Он встал передо мной на колени, засунул голову мне под юбку и прижался щекой к моему животу.
Я уже готова была отдаться ему, но тут звякнул дверной колокольчик. Анджей крепко стиснул меня.
— Юстина, Юстина… — шептал он.
Я с силой оттолкнула его, одернула юбку, поправила прическу.
— Приведи себя в порядок, — велела я. — Это не игра. Вспомни, что случилось с Ясем.
Он простонал и медленно встал с пола. Я поспешила в прихожую.
Рихард ввалился с большим букетом красных гвоздик, тортом и шампанским.
— Немецкий офицер — самый галантный кавалер в мире, Юстина, — сказал он, вручая мне букет. — В каждом немецком офицере живет дух средневекового рыцаря.

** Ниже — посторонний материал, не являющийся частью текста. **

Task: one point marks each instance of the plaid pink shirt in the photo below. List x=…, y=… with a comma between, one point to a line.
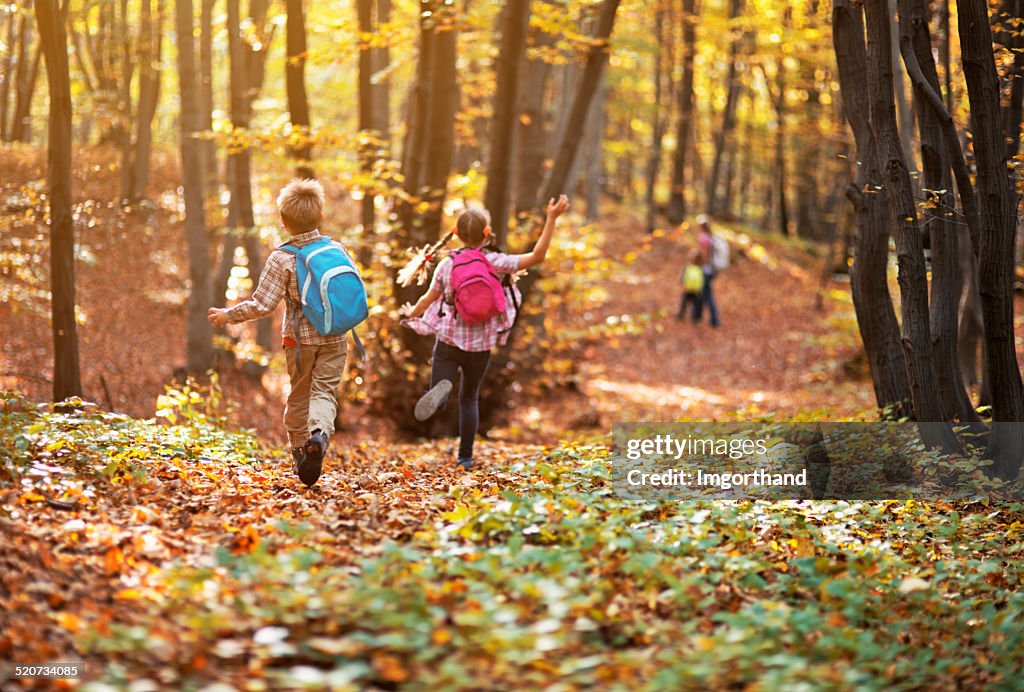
x=279, y=280
x=455, y=332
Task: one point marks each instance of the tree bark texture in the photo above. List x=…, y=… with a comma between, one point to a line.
x=872, y=304
x=200, y=343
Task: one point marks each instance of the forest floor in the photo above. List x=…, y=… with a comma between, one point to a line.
x=174, y=556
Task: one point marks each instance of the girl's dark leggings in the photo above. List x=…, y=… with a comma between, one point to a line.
x=448, y=361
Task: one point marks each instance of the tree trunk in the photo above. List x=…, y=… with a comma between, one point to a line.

Мы быстро распили бутылку шампанского. У Рихарда уже слегка заплетался язык, он то и дело подносил к губам мои руки и слюнявил их. Потом явился сержант, и он заявил, что отпускает его до самого вечера, если, конечно, не возражает прекрасная пани. Он говорил с сержантом по-немецки и тут же переводил мне на польский. Сержант удалился. Улучив момент, я пошла на кухню и велела Анджею поставить чай.
Я слышала из столовой, как он ожесточенно гремит посудой и все время роняет на пол приборы. Потом он что-то разбил и громко выругался по-русски.
— О, твоя служанка знает русский мат! — изумился Рихард.
— У нас все знают русские ругательства, — поспешила пояснить я. — Мы были совсем недавно русской колонией.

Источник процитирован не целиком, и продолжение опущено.